Well things in my life have been crazy. I've been doing well in school which is all that matters to me in my life right now honestly. Work was out of control on Friday and if I didn't need the money for bills I would not go back. It wasn't the people because they were all very nice to me, but rather my coworkers. I was busy and there was miscommunication between my manager and me (or rather NO communication from him to me) and how he reacted was beyond wrong. Basically I think I am going to start looking for another job because I don't think that is the kind of environment that I want to be a part of. Idk maybe I'm overreacting and everything will be fine when I go in again on Wednesday. For now I'm going to make notecards up and memorize everything about that fucking menu so that I don't really have to talk to anyone for any reason other then the bare minimum. I don't trust anyone there anymore and I really don't know if I ever will, it's like that saying, give the people the rope and let them hang themselves. I gave everyone a chance and their true colors came out, I don't care if you are stressed out, so was I but last time I checked I wasn't treating everyone there like shit.
On a different note, my friend Dusten came into town and it was so nice to see him. Rufus absolutely ate him up, like loved him so much that he wouldn't leave poor Dusten alone and I had to put him in his box so that he would calm down (which didn't really work). It is so great to catch up and talk to someone who is on the same page as me with how he feels about life. It seems like lately I've been gravitating towards friends with the same outlook and shedding those friends who are still immature and whatnot. Funny though, apparently Dusten was told that his ex (also my ex "best friend") was being cheated on by her bf, who Dusten was also told doesn't really even like her but just keeps her around for some reason. I don't know what the truth of the matter is and it doesn't affect my life in any way but I find it a bit funny because she is such a hanious, selfish, bitch that it would almost be karma getting her back if that were the case. Like I said though, it really doesn't matter to me.
So on to much more interesting things...if you read this COMMENT it! I mean I know I get a reader here and there so let me know what you think about whatever I have to say, well I guess only if it's not a super mundane post that it.
How do you feel about being a vegetarian? For me, I hate that animals get killed so harshly but that just feels so far removed from me that it's hard to use that as a reason to not eat meat. What really gets me is how I feel when I eat meat compared to how I feel when I don't.
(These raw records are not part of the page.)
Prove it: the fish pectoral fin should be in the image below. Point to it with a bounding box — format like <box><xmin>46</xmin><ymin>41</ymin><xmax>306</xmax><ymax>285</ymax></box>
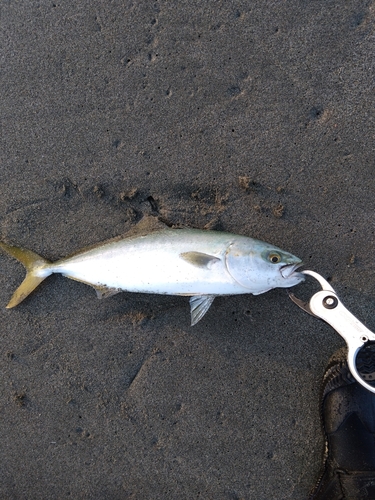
<box><xmin>91</xmin><ymin>285</ymin><xmax>122</xmax><ymax>299</ymax></box>
<box><xmin>180</xmin><ymin>252</ymin><xmax>220</xmax><ymax>269</ymax></box>
<box><xmin>189</xmin><ymin>295</ymin><xmax>215</xmax><ymax>326</ymax></box>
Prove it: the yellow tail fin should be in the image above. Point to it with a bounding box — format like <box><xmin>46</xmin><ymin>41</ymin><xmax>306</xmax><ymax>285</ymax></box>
<box><xmin>0</xmin><ymin>242</ymin><xmax>52</xmax><ymax>309</ymax></box>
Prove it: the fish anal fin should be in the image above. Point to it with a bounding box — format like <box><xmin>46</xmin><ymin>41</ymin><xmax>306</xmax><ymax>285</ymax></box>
<box><xmin>180</xmin><ymin>252</ymin><xmax>220</xmax><ymax>269</ymax></box>
<box><xmin>91</xmin><ymin>285</ymin><xmax>122</xmax><ymax>299</ymax></box>
<box><xmin>189</xmin><ymin>295</ymin><xmax>215</xmax><ymax>326</ymax></box>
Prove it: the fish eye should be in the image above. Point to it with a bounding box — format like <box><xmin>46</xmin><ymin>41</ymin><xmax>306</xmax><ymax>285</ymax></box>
<box><xmin>268</xmin><ymin>253</ymin><xmax>281</xmax><ymax>264</ymax></box>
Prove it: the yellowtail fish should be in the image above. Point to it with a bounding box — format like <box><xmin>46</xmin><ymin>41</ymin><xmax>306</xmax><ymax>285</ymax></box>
<box><xmin>0</xmin><ymin>217</ymin><xmax>304</xmax><ymax>325</ymax></box>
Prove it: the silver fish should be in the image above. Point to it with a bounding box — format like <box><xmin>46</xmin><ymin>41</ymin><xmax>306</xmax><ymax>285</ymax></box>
<box><xmin>0</xmin><ymin>217</ymin><xmax>304</xmax><ymax>325</ymax></box>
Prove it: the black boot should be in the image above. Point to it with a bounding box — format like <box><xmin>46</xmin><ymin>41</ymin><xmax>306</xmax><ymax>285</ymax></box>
<box><xmin>309</xmin><ymin>345</ymin><xmax>375</xmax><ymax>500</ymax></box>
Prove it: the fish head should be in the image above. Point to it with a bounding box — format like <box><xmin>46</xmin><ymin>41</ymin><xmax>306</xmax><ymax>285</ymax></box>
<box><xmin>226</xmin><ymin>238</ymin><xmax>305</xmax><ymax>295</ymax></box>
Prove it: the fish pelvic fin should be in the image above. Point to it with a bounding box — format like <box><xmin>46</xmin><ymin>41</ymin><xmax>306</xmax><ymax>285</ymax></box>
<box><xmin>0</xmin><ymin>242</ymin><xmax>52</xmax><ymax>309</ymax></box>
<box><xmin>189</xmin><ymin>295</ymin><xmax>215</xmax><ymax>326</ymax></box>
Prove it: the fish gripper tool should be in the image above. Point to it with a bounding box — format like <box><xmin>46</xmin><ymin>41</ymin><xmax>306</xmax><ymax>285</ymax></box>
<box><xmin>289</xmin><ymin>270</ymin><xmax>375</xmax><ymax>393</ymax></box>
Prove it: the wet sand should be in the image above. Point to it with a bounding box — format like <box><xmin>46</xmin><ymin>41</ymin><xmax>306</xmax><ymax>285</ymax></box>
<box><xmin>0</xmin><ymin>0</ymin><xmax>375</xmax><ymax>500</ymax></box>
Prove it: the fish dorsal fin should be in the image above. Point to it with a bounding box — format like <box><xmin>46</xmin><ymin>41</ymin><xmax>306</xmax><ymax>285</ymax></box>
<box><xmin>128</xmin><ymin>215</ymin><xmax>170</xmax><ymax>237</ymax></box>
<box><xmin>91</xmin><ymin>285</ymin><xmax>122</xmax><ymax>299</ymax></box>
<box><xmin>180</xmin><ymin>252</ymin><xmax>220</xmax><ymax>269</ymax></box>
<box><xmin>189</xmin><ymin>295</ymin><xmax>215</xmax><ymax>326</ymax></box>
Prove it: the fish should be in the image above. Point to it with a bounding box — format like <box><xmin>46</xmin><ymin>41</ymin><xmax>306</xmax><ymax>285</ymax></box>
<box><xmin>0</xmin><ymin>216</ymin><xmax>304</xmax><ymax>326</ymax></box>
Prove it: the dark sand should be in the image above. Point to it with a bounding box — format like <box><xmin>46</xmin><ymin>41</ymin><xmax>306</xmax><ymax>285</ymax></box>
<box><xmin>0</xmin><ymin>0</ymin><xmax>375</xmax><ymax>500</ymax></box>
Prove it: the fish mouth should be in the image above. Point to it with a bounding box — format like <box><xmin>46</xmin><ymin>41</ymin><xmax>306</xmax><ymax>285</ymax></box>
<box><xmin>280</xmin><ymin>261</ymin><xmax>302</xmax><ymax>279</ymax></box>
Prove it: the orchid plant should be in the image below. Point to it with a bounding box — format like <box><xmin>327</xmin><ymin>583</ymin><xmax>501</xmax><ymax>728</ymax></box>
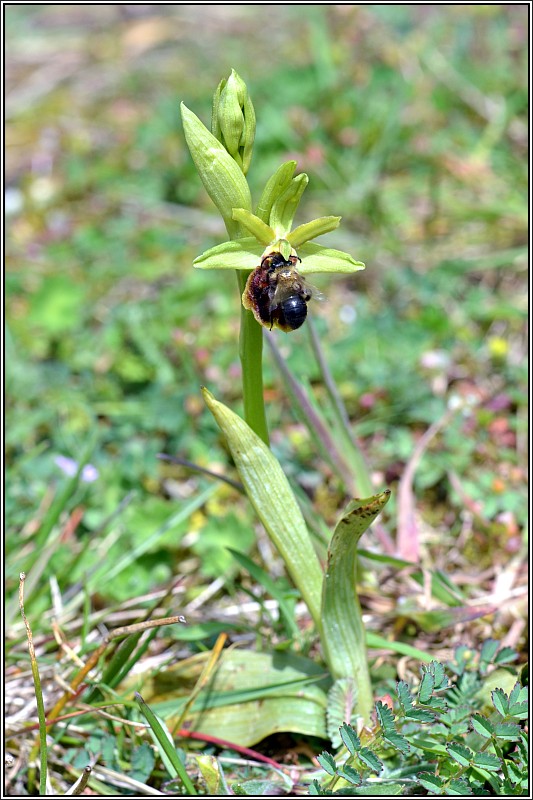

These days I feel just as full, if not fuller, when I eat a salad as I used to when I would eat a steak. Taking meat out of my diet is hard but so worth it in the end. Yeah I cheat every now and again, but I ALWAYS regret it because it gives me the worst stomach ache. It's really hard to feel guilty about eating a salad so yeah. Ok I'm kinda not making sense so I'm gunna say goodbye now and maybe bring this topic up another time that isn't 4am.